A Very Fine House is an intimate memoir of a Christian mother's Norman Rockwell family turned upside down by her daughter's descent into meth addiction and crime. Bright and beautiful, Annie is an unlikely candidate for meth. Living fast and hard on the streets of Bend, Oregon, she commits crimes against herself, the community, and her own family. This is also the story of a mother's revelation and journey where both love and faith are tested—and ultimately redefined.

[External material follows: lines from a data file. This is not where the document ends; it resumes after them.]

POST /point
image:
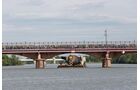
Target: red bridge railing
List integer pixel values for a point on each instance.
(84, 44)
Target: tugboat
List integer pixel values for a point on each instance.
(73, 61)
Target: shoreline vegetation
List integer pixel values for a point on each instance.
(130, 58)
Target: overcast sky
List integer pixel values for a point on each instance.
(69, 20)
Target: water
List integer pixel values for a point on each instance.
(119, 77)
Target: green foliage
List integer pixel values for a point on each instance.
(130, 58)
(9, 61)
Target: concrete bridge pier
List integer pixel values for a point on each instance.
(106, 62)
(40, 62)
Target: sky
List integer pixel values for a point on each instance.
(68, 20)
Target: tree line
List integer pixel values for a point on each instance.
(130, 58)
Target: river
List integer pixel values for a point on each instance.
(26, 77)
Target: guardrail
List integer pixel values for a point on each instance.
(83, 44)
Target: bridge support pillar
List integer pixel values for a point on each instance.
(106, 62)
(40, 62)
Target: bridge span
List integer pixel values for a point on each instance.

The author chronicles her child's addiction in a way that other writers have not. What begins as an obsession to save her daughter, and a rage against God for allowing drugs to devour her college-age girl, transforms into release and submission to God's will. Barbara Cofer Stoefen tells not only the story of what happened, but she also weaves throughout the pages the many God-given gifts that are presented on her journey—the insights, epiphanies, lessons, and truths that show her the way to health and restoration.
The book is organized into three parts. Part I introduces the reader to the Stoefen family and Barbara's dream for its idyllic future. Kinks in the perfect life appear. When Annie's alcoholism, drugs, and criminality ensue, Barbara fights to save her. The first section ends with a snapshot of Barbara's all-consuming grief and the devastating loss of not just her daughter, but her dream for her own life as well. In Part II, Barbara turns inward. She finds support and a new way of thinking. She surrenders to God. While Barbara continues the battle to save her daughter, she ultimately finds the courage to save herself. Part III deals with Annie's recovery—and Barbara's. Both experience a spiritual awakening and are transformed. Annie's treatment and recovery teach Barbara much about love and forgiveness, and acceptance over judgment. Her eyes and her heart are opened to a greater humanity. A new and better dream for her life is born.
A Very Fine House is ultimately a celebration. Readers will find hope and inspiration for their own journeys. But the practical advice in this book doesn't lead to the kind of conclusions that are simplistic or idealistic. A Norman Rockwell picture of life gives way to something more substantial and real. While hard truths are faced, freedom is ultimately won.